Viewing the above
When it is a clear night the sky at this time of the year is positively beautiful. I remember when my daughter and her children were staying with me. Their home was being renovated. One night when we came home from shopping I took the time to locate the Big Dipper (Ursa Major) and the Little Dipper (Ursa Minor) to show my granddaughter. She was fascinated with the stars. From that time on whenever we came home at night, she quickly pointed out the Big and Little Dippers for all of us.
I love to look up in the sky and find the constellations that I am familiar with. When I was teaching, I did a team-teaching thing with another teacher. I went to his classroom to teach a unit on babysitting and he went to my room to teach a unit on the stars. It was followed up with a field trip to the Edinboro planetarium. My unit included safety of the children that you were in charge of as well as ways to entertain them. He taught about the constellations and where to find them. All in all, it was a good experience for all. Former students often recall that experience when we meet.
I could not help but laugh as the older students looked to me when they were trying to entertain their charge. Some brought extra things to entertain their child, others counted on what they could see to entertain. I matched the students carefully. Some of the sixth-graders asked me if they were like the student I matched them with when they were in second grade. The answer to that was yes, probably.
I do not pretend to know all of the constellations even though I sat through the presentation at the planetarium several times. I do know Orion’s belt. I recall that being the answer to a trivia question that earned us a piece of the puzzle once when we were playing the game.
Now, I look at the stars just because they make such a beautiful picture. I love to walk outside in the evening to view the stars. I remember when I was training my dog. I had to take him out. That is when I did my viewing. Sometimes it was snowing, the kind of snow that sparkled.
When the sky is clear it is usually very cold since the heat escapes. I never minded the cold since I dressed for it.
One summer my youngest grandson and I took several day trips to see things around here. We had a great time exploring. Each outing was accompanied by a meal out so that was fun for both of us.
One such trip was to the Martz Observatory. That is just over the hill from my place. If you have never been there, watch for one of their open houses and attend.
It is really educational. There have several telescopes. The night we visited my granddaughter asked if she could go with us. Her brother agreed that was alright. We drove up and listened to the people who were there to educate us. They told us if we came back in a couple hours, we would get a better view of the planets. We came back home for a snack, then went back up there to view them. It was magnificent.
If you intend to go up there, I would advise you to do a little research first. That way you will know what to look for. Take the grandchildren with you. They will love to look through those telescopes. The roof actually opens for a better view of the night sky.
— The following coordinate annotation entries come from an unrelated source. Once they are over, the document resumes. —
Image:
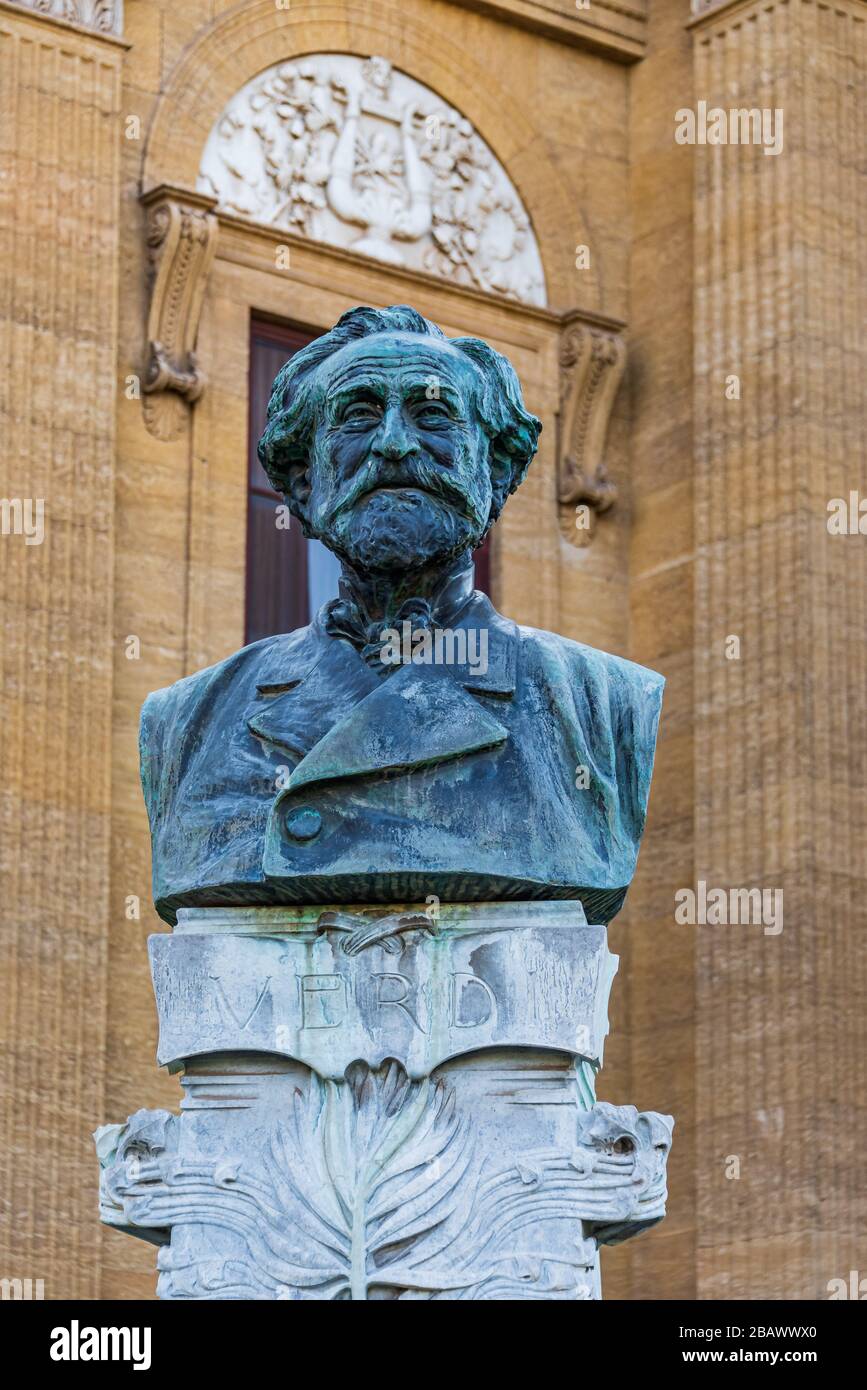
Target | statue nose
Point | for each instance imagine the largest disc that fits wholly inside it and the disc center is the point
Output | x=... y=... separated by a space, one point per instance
x=393 y=439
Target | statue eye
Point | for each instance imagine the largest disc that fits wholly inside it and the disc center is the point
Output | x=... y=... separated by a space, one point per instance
x=361 y=412
x=432 y=413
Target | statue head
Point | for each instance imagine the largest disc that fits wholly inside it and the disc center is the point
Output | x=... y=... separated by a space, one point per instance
x=395 y=445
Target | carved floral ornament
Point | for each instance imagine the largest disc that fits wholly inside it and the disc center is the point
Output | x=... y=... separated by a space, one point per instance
x=592 y=362
x=354 y=153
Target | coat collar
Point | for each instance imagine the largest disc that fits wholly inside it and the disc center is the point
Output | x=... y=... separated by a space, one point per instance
x=317 y=699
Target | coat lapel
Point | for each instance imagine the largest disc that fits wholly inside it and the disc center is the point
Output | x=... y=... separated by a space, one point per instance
x=325 y=706
x=411 y=719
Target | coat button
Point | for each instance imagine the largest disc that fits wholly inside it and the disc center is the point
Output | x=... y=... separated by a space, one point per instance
x=303 y=823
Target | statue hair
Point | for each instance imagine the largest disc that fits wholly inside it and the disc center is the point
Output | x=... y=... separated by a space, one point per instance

Nature is truly a fabulous teacher. There is so much to explore. That is the part of science that I was most interested in. I loved to take the grandchildren out and about to learn in the wide-open classroom that is all around us. Sometimes we brought things home with us so that we could share the experience with their parents. Sometimes we just observed.
Recently I found a little book that one of the grandchildren and I made to take on our walks. We always had a pencil along to jot things down.
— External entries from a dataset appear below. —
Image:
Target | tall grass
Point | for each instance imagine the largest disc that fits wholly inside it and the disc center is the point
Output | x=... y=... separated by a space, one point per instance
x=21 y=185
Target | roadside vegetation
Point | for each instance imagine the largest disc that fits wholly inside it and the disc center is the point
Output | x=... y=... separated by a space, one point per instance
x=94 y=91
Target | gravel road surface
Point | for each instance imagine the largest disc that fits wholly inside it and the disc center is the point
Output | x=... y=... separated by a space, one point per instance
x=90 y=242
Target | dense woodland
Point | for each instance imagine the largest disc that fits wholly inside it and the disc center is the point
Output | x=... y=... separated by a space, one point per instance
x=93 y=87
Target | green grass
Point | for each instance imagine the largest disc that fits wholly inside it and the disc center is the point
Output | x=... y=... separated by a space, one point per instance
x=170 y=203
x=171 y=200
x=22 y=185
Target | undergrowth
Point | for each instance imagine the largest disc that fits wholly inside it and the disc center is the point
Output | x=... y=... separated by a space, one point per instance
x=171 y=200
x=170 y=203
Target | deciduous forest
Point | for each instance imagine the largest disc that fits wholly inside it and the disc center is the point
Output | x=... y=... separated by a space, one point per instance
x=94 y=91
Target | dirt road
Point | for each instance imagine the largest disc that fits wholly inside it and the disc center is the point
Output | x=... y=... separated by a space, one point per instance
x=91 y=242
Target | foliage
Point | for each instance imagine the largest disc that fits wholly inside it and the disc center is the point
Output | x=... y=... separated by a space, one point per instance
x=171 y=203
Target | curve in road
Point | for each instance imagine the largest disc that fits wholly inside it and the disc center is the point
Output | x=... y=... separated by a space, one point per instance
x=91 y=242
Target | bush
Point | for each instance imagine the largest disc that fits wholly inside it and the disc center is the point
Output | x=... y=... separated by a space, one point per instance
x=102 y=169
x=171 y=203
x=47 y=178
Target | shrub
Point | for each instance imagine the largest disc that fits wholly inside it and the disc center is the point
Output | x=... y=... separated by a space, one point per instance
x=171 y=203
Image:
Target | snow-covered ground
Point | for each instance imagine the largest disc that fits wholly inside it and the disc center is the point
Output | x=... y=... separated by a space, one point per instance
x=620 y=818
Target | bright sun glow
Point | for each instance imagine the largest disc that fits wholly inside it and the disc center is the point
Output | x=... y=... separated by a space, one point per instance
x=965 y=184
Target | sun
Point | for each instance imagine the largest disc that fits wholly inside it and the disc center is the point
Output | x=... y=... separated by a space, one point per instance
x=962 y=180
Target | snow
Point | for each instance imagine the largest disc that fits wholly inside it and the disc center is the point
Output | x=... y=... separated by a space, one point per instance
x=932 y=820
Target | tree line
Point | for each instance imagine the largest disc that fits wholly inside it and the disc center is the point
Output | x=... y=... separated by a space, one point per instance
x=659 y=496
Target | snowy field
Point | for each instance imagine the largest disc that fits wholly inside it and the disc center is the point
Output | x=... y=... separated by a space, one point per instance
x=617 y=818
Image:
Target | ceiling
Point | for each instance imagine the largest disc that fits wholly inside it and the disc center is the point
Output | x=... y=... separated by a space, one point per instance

His little book was filled with the things we saw and the experiences we had. He loved to watch the bees at the Audubon. Much later his father had hives of bees for him to observe. He got to help extract the honey and sell it in their store. We took some of it with us to one of the sales where I featured my books. The honey sold right away and he was so pleased to be able to take some money home to his parents.
Do not think of winter as being a dead time. It is simply a time when things that grow are dormant. Show the children the buds that await a little heat to open and then bear fruit. If they have a stake in their food chain it is much more important to them. Enjoy the down time while you observe. Make learning fun!